Camassia Genus

Camassia quamash
Camassia quamash, by Walter Siegmund (talk), CC BY-SA 3.0, via Wikimedia Commons

Camassia is a small genus of bulbous perennial herbs in the family Asparagaceae (order Asparagales), subfamily Agavoideae, native to North America. Common names include camas, quamash, Indian hyacinth, camash, and wild hyacinth.

Plants emerge from bulbs in early spring, producing basal, strap-like linear leaves 20–80 cm long. By summer, a leafless flowering stem rises 30–130 cm above the foliage, bearing a dense raceme of flowers whose six petals range from pale lilac and white through sky blue to deep purple or blue-violet. When in bloom across moist meadows, camas can appear to color the entire landscape blue — a spectacle recorded by early European explorers and still visible in protected prairies across the Pacific Northwest.

The genus was historically placed in the lily family (Liliaceae) and then in Hyacinthaceae before DNA and biochemical evidence led the Angiosperm Phylogeny Group to reassign it to Asparagaceae, subfamily Agavoideae — the group that includes agaves and hostas. The World Checklist of Selected Plant Families recognizes six species as of 2025, ranging across North America from western coastal meadows to eastern prairies. The best-known member, Camassia quamash (common camas or blue camas), was a critical food staple for many Pacific Northwest Indigenous peoples, including the Nez Perce, Yakama, Blackfoot, and Coast Salish, who harvested, pit-roasted, and traded its starchy bulbs for centuries. The bulbs sustained members of the Lewis and Clark Expedition. Camassia leichtlinii and Camassia cusickii are widely grown as ornamentals in European and North American gardens, valued for their tall spikes of blue flowers in late spring.

Etymology

The genus name Camassia is derived from the Nez Perce word qém'es (also rendered as "quamash" or "camass"), which was the Indigenous name for the plant and its edible bulbs. The common names camas, quamash, camash, and wild hyacinth all trace to this origin.

Distribution

Camassia is native to North America, with species distributed from British Columbia south through the Pacific Coast states, east across the Rocky Mountains into the Great Plains, and extending to the eastern United States. The genus reaches peak diversity and abundance in moist meadows of the Pacific Northwest, where place names from Oregon and Washington to Idaho and Utah record its historical prevalence.

Ecology

Camassia grows in moist meadows, prairie edges, stream banks, and lightly shaded forest openings.
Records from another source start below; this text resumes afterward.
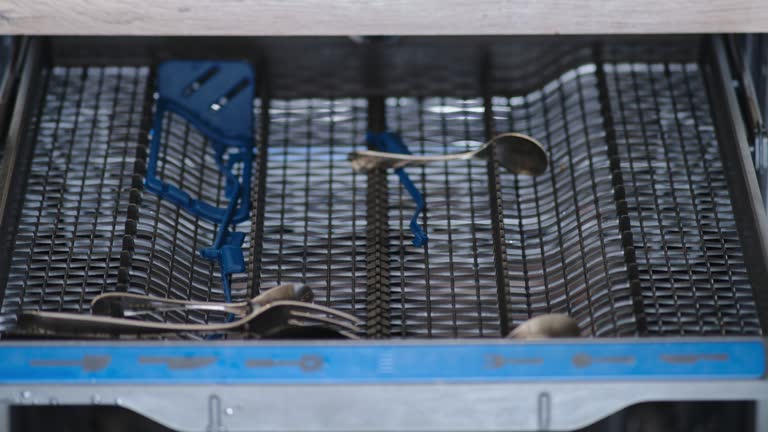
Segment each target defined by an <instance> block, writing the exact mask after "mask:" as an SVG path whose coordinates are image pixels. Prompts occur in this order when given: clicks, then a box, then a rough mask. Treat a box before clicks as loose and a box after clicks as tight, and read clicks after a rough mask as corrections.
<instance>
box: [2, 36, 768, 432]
mask: <svg viewBox="0 0 768 432" xmlns="http://www.w3.org/2000/svg"><path fill="white" fill-rule="evenodd" d="M24 47H25V51H24V56H23V59H21V60H20V62H22V63H20V66H21V67H19V68H18V70H19V71H20V72H19V76H18V82H19V83H18V91H17V92H16V94H17V96H16V98H15V104H14V105H13V107H12V111H13V112H12V116H11V120H10V122H9V124H8V131H7V137H8V139H7V140H6V141H5V144H4V147H3V148H2V156H3V159H2V171H0V174H1V175H2V176H3V177H2V181H3V182H4V183H2V186H3V190H2V192H3V195H2V196H0V211H2V213H0V215H1V216H0V217H2V219H0V222H1V223H2V225H0V229H2V236H3V237H2V238H3V243H4V244H5V245H6V247H5V248H3V250H1V251H0V265H2V266H3V267H2V268H3V270H2V273H0V286H2V287H4V288H3V290H2V306H1V307H0V331H1V332H2V333H3V334H4V338H5V339H6V340H5V341H4V342H3V343H0V350H2V351H3V355H4V358H5V359H6V361H5V362H4V364H3V365H0V378H2V383H3V384H2V385H0V389H2V391H1V392H0V394H2V395H3V396H4V399H3V400H5V401H7V403H9V404H32V403H35V404H47V403H62V404H82V403H95V404H117V405H122V406H126V407H128V408H131V409H134V410H136V411H138V412H140V413H142V414H144V415H147V416H149V417H152V418H154V419H157V420H158V421H160V422H162V423H165V424H167V425H170V426H174V427H178V428H181V429H185V430H187V429H198V430H203V429H206V428H207V430H223V429H224V428H226V429H227V430H254V429H265V430H278V429H281V430H296V429H302V430H316V429H344V430H361V429H373V430H383V429H402V428H406V429H437V428H445V429H474V430H477V429H506V430H529V429H557V430H569V429H574V428H578V427H583V426H585V425H588V424H590V423H592V422H594V421H595V420H597V419H599V418H601V417H604V416H605V415H607V414H610V413H612V412H614V411H616V410H618V409H621V408H622V407H626V406H628V405H631V404H633V403H637V402H642V401H653V400H768V386H766V385H765V384H764V382H763V380H762V379H763V376H764V372H765V352H764V346H763V341H762V339H761V338H760V336H761V335H762V334H763V331H764V329H765V327H764V326H765V325H766V324H765V323H766V322H768V321H766V320H767V319H768V309H766V307H767V306H768V297H767V296H766V293H764V292H762V291H761V289H762V288H761V287H763V286H765V285H766V282H768V280H767V279H768V273H767V270H768V260H767V259H766V256H767V255H766V241H767V240H766V239H767V238H768V237H766V234H767V233H768V231H766V217H765V214H764V213H763V212H762V203H761V202H760V195H759V191H758V190H757V189H756V184H757V183H756V177H755V174H754V168H753V167H752V165H751V163H750V160H749V157H750V156H749V139H750V133H751V131H750V130H748V129H746V128H745V124H747V122H745V121H744V120H743V118H742V109H743V107H742V105H741V102H742V100H743V99H744V98H742V97H741V96H742V95H741V93H740V92H739V91H738V89H734V87H733V86H732V85H731V83H732V82H733V78H732V76H731V69H730V65H729V59H728V57H727V50H726V47H725V45H724V42H723V40H722V39H720V38H701V37H694V36H690V37H673V38H663V39H653V38H626V39H624V38H612V39H604V38H594V37H593V38H582V37H579V38H509V37H488V38H480V37H466V38H368V39H363V41H362V42H361V41H360V40H359V39H358V40H355V41H353V40H352V39H346V38H312V39H307V38H255V39H254V38H248V39H246V38H233V39H230V38H224V39H191V40H190V39H183V38H171V39H161V38H157V39H152V38H129V39H125V38H101V39H93V38H37V39H29V40H24ZM213 56H216V57H222V58H224V57H226V58H245V59H248V60H250V61H251V62H252V63H253V64H254V67H255V70H256V71H257V77H258V78H257V80H258V81H259V85H260V89H261V90H260V92H259V95H258V97H257V99H256V101H255V104H254V107H255V109H254V113H253V115H254V119H255V120H256V121H255V124H257V125H258V127H257V131H256V137H257V142H256V147H257V149H256V155H255V162H254V167H253V170H254V171H253V172H254V179H253V184H252V187H251V190H252V192H253V193H252V203H253V208H252V211H251V220H250V221H246V222H243V223H241V224H239V225H238V226H237V227H236V228H237V230H238V231H242V232H245V233H247V235H246V244H245V248H246V250H247V253H246V262H247V267H248V272H247V273H243V274H241V275H239V276H238V277H236V278H235V279H234V280H233V289H232V292H233V297H235V298H237V299H246V298H250V297H253V296H255V295H256V294H258V293H259V292H260V291H262V290H264V289H268V288H269V287H271V286H274V285H276V284H280V283H303V284H306V285H307V286H309V287H310V288H312V289H313V291H314V293H315V301H316V302H317V303H321V304H324V305H327V306H330V307H333V308H336V309H338V310H342V311H345V312H348V313H351V314H353V315H356V316H357V317H358V318H360V319H361V320H363V321H364V322H365V327H364V330H363V334H362V337H363V338H364V339H377V341H370V340H368V341H354V342H353V341H296V342H291V341H253V340H246V339H247V338H245V336H247V335H246V334H243V335H242V336H243V337H238V335H237V334H235V335H229V336H228V337H227V338H226V340H215V341H214V340H186V341H169V340H127V339H131V338H127V337H126V336H125V335H119V334H116V335H114V338H113V339H112V340H108V341H52V340H34V341H32V340H23V339H32V335H25V334H24V333H23V332H20V331H18V329H17V328H16V322H17V318H18V315H19V313H20V311H22V310H44V311H57V312H71V313H89V312H90V311H89V305H90V301H91V300H92V299H93V298H94V297H95V296H97V295H99V294H102V293H105V292H114V291H128V292H133V293H139V294H149V295H153V296H161V297H168V298H175V299H182V300H198V301H222V300H223V291H222V287H221V278H220V274H219V269H218V267H217V266H216V265H213V264H211V263H210V262H209V261H207V260H205V259H203V258H201V257H200V256H199V255H198V253H197V251H198V250H199V249H201V248H203V247H206V246H208V245H210V244H211V243H212V242H213V236H214V234H215V230H216V226H214V225H213V224H210V223H209V222H206V221H204V220H201V219H199V218H196V217H195V216H193V215H191V214H189V213H187V212H185V211H184V210H183V209H180V208H179V207H177V206H176V205H174V204H173V203H170V202H167V201H164V200H162V199H160V198H158V197H157V196H156V195H154V194H151V193H149V192H147V191H145V190H144V186H143V179H144V172H145V170H146V165H147V148H148V134H149V128H150V124H151V117H152V113H153V104H154V100H155V98H154V93H155V82H154V65H155V64H156V63H157V62H158V61H161V60H164V59H168V58H201V57H213ZM9 81H10V80H9ZM8 85H10V84H8ZM385 130H389V131H395V132H397V133H399V134H400V136H402V138H403V141H404V142H405V143H406V144H407V145H408V146H409V148H410V150H411V151H412V152H413V153H415V154H434V155H437V154H443V153H450V152H456V151H460V150H469V149H472V148H474V147H476V146H477V145H479V144H481V143H482V142H484V141H485V140H487V139H489V138H490V137H491V136H493V135H495V134H496V133H501V132H506V131H516V132H521V133H525V134H529V135H531V136H533V137H535V138H536V139H538V140H539V141H541V142H542V143H543V144H544V145H545V146H546V148H547V151H548V152H549V156H550V166H549V169H548V171H547V173H546V174H545V175H542V176H539V177H535V178H532V177H525V176H517V175H511V174H508V173H506V172H505V171H504V170H503V169H500V167H499V164H498V161H497V160H495V159H494V158H492V159H491V160H489V161H484V160H470V161H463V162H450V163H442V164H433V165H429V166H425V167H415V168H408V172H409V174H410V176H411V178H412V179H413V181H414V183H415V184H416V186H417V187H418V188H419V189H420V190H421V192H422V194H423V195H424V199H425V201H426V210H425V211H424V212H423V213H422V214H421V216H420V219H419V223H420V224H421V226H422V227H423V228H424V230H425V231H426V232H427V234H428V235H429V242H428V243H427V244H426V245H424V246H423V247H415V246H413V245H412V244H411V233H410V231H409V229H408V223H409V220H410V218H411V215H412V214H413V212H414V210H415V204H414V203H413V202H412V201H411V200H410V197H409V196H408V193H407V192H406V191H405V190H404V189H403V188H402V187H401V186H400V183H399V180H398V177H397V175H395V174H394V173H392V172H390V173H386V172H383V171H375V172H371V173H368V174H363V173H356V172H354V171H353V170H352V169H351V167H350V165H349V162H348V161H347V154H348V153H350V152H351V151H355V150H363V149H365V148H366V144H365V134H366V131H375V132H381V131H385ZM163 133H164V134H165V135H166V137H165V139H166V142H167V143H168V145H166V146H165V150H164V151H163V152H162V153H161V154H160V156H159V161H158V172H159V173H160V175H161V176H162V177H163V178H164V181H166V182H169V183H171V184H175V185H184V188H185V189H186V190H191V191H196V192H195V193H197V194H198V197H199V198H202V199H204V200H206V201H208V202H215V203H218V204H219V205H222V203H223V202H224V201H225V199H226V198H225V197H224V196H223V188H222V187H220V185H221V184H222V182H223V179H222V178H221V175H220V174H219V173H218V171H217V170H216V168H215V165H214V163H213V155H212V154H210V153H209V150H208V148H209V147H210V146H209V145H208V143H207V141H206V138H205V137H204V136H203V135H201V134H200V133H199V132H198V131H196V130H195V129H194V128H192V127H190V126H189V125H188V124H187V123H185V122H184V121H183V120H182V119H181V118H180V117H176V116H169V117H168V118H166V119H165V124H164V126H163ZM550 312H558V313H565V314H568V315H570V316H571V317H573V318H574V319H575V320H576V321H577V322H578V324H579V327H580V329H581V333H582V336H583V337H582V338H581V339H565V340H557V341H555V340H550V341H530V342H525V341H511V340H505V339H503V338H505V336H506V335H507V334H508V333H509V331H510V330H511V329H513V328H515V327H516V326H517V325H519V324H520V323H521V322H523V321H525V320H527V319H528V318H530V317H534V316H537V315H540V314H543V313H550ZM149 319H151V320H155V321H161V322H162V321H164V322H177V323H178V322H187V323H206V322H220V321H222V320H224V319H225V317H224V315H221V314H218V315H217V314H214V313H205V312H199V311H185V312H168V313H158V314H154V315H153V316H151V317H150V318H149ZM685 336H689V338H685ZM690 336H695V338H691V337H690ZM704 336H706V337H704ZM179 338H181V339H190V337H186V336H184V335H180V336H179ZM435 338H439V339H441V340H439V341H437V340H431V339H435ZM192 339H194V338H192ZM383 339H388V340H383ZM307 365H311V367H310V366H307ZM670 380H676V381H680V380H682V381H684V384H673V383H672V382H670ZM51 384H62V385H61V386H56V387H50V385H51ZM136 384H142V385H141V386H136ZM180 384H184V386H183V387H180ZM221 384H239V385H237V386H235V385H227V386H221ZM287 384H290V385H287ZM382 384H392V385H385V386H382ZM394 384H397V385H394ZM254 386H257V387H254ZM182 389H184V390H182ZM182 391H183V396H182ZM511 392H514V394H516V395H517V396H515V397H514V401H511V400H510V399H511V398H510V394H511ZM289 398H290V399H289ZM585 398H588V400H589V401H590V403H589V404H584V403H583V400H584V399H585ZM0 399H2V398H0ZM480 399H482V406H481V405H480V404H479V403H478V402H477V401H478V400H480ZM288 400H290V401H291V406H292V410H293V409H297V410H301V411H300V412H302V413H303V414H304V415H302V416H295V415H287V414H288V413H287V412H286V410H285V408H284V407H285V406H284V405H283V404H285V403H286V402H287V401H288ZM578 401H582V402H581V403H580V404H579V407H580V409H578V410H573V409H570V408H569V404H574V403H577V402H578ZM587 405H588V406H587ZM194 408H197V409H194ZM340 408H344V409H347V410H350V411H354V412H355V413H356V414H355V415H354V416H344V417H341V416H339V418H336V417H333V418H331V417H328V410H335V409H340ZM424 413H429V415H425V414H424Z"/></svg>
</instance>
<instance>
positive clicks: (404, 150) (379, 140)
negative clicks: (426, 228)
mask: <svg viewBox="0 0 768 432" xmlns="http://www.w3.org/2000/svg"><path fill="white" fill-rule="evenodd" d="M366 139H367V141H368V142H369V143H371V144H372V145H373V146H374V147H376V150H378V151H383V152H387V153H401V154H411V151H410V150H409V149H408V146H406V145H405V143H404V142H403V139H402V138H401V137H400V135H398V134H396V133H394V132H368V134H367V135H366ZM395 173H396V174H397V176H398V177H399V178H400V183H401V184H402V185H403V187H404V188H405V190H407V191H408V194H409V195H411V198H412V199H413V202H414V203H415V204H416V210H415V211H414V212H413V216H412V217H411V223H410V224H409V226H410V228H411V233H412V234H413V245H414V246H416V247H422V246H424V245H426V244H427V242H428V241H429V237H427V233H425V232H424V229H423V228H421V226H420V225H419V215H420V214H421V212H423V211H424V208H425V207H426V203H425V202H424V196H422V195H421V191H420V190H419V188H417V187H416V184H414V183H413V180H411V177H410V176H409V175H408V173H407V172H405V168H397V169H396V170H395Z"/></svg>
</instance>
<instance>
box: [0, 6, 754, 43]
mask: <svg viewBox="0 0 768 432" xmlns="http://www.w3.org/2000/svg"><path fill="white" fill-rule="evenodd" d="M767 31H768V0H367V1H365V0H194V1H190V0H0V34H2V33H6V34H68V35H75V34H88V35H97V34H113V35H354V34H368V35H373V34H398V35H438V34H590V33H593V34H597V33H602V34H607V33H624V34H628V33H704V32H706V33H720V32H767Z"/></svg>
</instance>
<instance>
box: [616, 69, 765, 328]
mask: <svg viewBox="0 0 768 432" xmlns="http://www.w3.org/2000/svg"><path fill="white" fill-rule="evenodd" d="M606 70H607V79H608V84H609V87H610V92H611V96H612V99H613V100H614V101H615V102H614V103H613V104H612V106H613V108H614V114H613V116H614V119H615V121H616V130H617V136H618V142H619V146H618V150H619V156H620V157H621V160H622V164H621V169H622V171H623V172H624V173H625V174H624V184H625V186H626V190H627V194H626V195H627V207H628V209H629V217H630V220H631V221H632V234H633V237H634V239H635V242H636V259H637V264H638V269H639V275H640V282H641V284H642V288H643V289H642V293H643V303H644V309H645V316H646V321H647V323H648V324H647V325H648V333H649V334H759V333H760V323H759V321H758V318H757V312H756V310H755V303H754V299H753V296H752V287H751V284H750V281H749V277H748V275H747V273H746V266H745V265H744V259H743V252H742V249H741V242H740V240H739V235H738V232H737V230H736V224H735V221H734V213H733V207H732V205H731V199H730V194H729V190H728V182H727V180H726V178H725V171H724V168H723V163H722V160H721V158H720V150H719V146H718V143H717V139H716V137H715V130H714V125H713V123H712V118H711V116H710V108H709V101H708V100H707V97H706V92H705V91H704V83H703V82H702V78H701V74H700V71H699V67H698V65H697V64H693V63H654V64H617V65H608V66H607V68H606Z"/></svg>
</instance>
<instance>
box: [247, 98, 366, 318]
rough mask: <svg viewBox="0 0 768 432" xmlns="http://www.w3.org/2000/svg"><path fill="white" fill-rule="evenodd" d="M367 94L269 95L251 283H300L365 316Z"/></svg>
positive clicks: (325, 300) (266, 286)
mask: <svg viewBox="0 0 768 432" xmlns="http://www.w3.org/2000/svg"><path fill="white" fill-rule="evenodd" d="M366 107H367V104H366V100H365V99H287V100H280V99H276V100H272V101H271V104H270V109H269V116H270V130H269V138H268V143H269V144H268V150H267V176H266V179H267V180H266V192H265V200H264V232H263V238H264V241H263V244H262V253H261V262H260V269H259V278H258V279H257V281H256V283H258V284H259V285H260V287H261V288H268V287H270V286H272V285H275V284H280V283H297V282H298V283H304V284H307V285H308V286H310V287H311V288H312V289H313V290H314V293H315V302H316V303H320V304H325V305H327V306H330V307H333V308H336V309H339V310H343V311H346V312H349V313H352V314H354V315H356V316H359V317H360V318H364V317H365V300H366V259H365V257H366V250H365V229H366V219H365V217H366V208H365V191H366V176H365V175H364V174H357V173H355V172H354V171H352V169H351V168H350V166H349V163H348V162H347V154H348V153H349V152H351V151H353V150H359V149H363V148H365V141H364V138H365V128H366V122H367V115H366Z"/></svg>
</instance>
Its habitat often overlaps with toxic white-flowered deathcamas species (tribe Melanthieae), which bear similar bulbs; the two are most reliably distinguished when in flower. Camassia quamash's distribution across the Pacific Northwest is thought to result primarily from postglacial migration rather than anthropogenic dispersal, despite extensive historical Indigenous management of camas plots.

Cultivation

Camassia bulbs naturalize readily in temperate gardens. They perform best in well-drained, humus-rich soil in full sun to light shade, and tolerate moist conditions. Bulbs should be planted in autumn at a depth of about 10 cm. Clumps may be divided after the leaves wither in autumn. Plants spread by seed rather than runners. Indigenous peoples of the Pacific Northwest practiced systematic cultivation of camas plots using controlled burning, weeding, tilling, and selective harvesting; stewardship was lineage-based and plots passed through generations.

Cultural Uses

Camassia bulbs, especially those of C. quamash, were one of the most important food staples of Pacific Northwest and Great Basin Indigenous peoples, including the Nez Perce, Cree, Kalapuya, Blackfoot, Yakama, and Coast Salish. Bulbs were harvested in spring or early summer when in bloom, then pit-roasted for up to two days or boiled; the cooked bulb has a sweet, sweet-potato-like flavor with a slightly fibrous texture from inulin. Bulbs were also pounded into paste and formed into cakes for storage and trade. Camas was traded across extensive Indigenous networks in the Pacific Northwest; the Lekwungen name for the site of present-day Victoria, British Columbia — Camosun, or "place to gather camas" — preserves this history. Camas bulbs contributed to the survival of the Lewis and Clark Expedition. Note: The edible blue-flowered Camassia must not be confused with the toxic white-flowered deathcamas (tribe Melanthieae), which shares the same habitat.

Taxonomy Notes

Camassia has moved among several families as plant systematics evolved. It was long placed in the broadly defined Liliaceae, then transferred to Hyacinthaceae (now subfamily Scilloideae of Asparagaceae) when Liliaceae was split. Current APG classification places it in Asparagaceae, subfamily Agavoideae, based on DNA and biochemical evidence. The name Camassia esculenta has been applied ambiguously to both C. quamash and C. scilloides in historical literature and remains a source of horticultural confusion. The former Camassia biflora is now treated as Oziroe biflora, a South American species.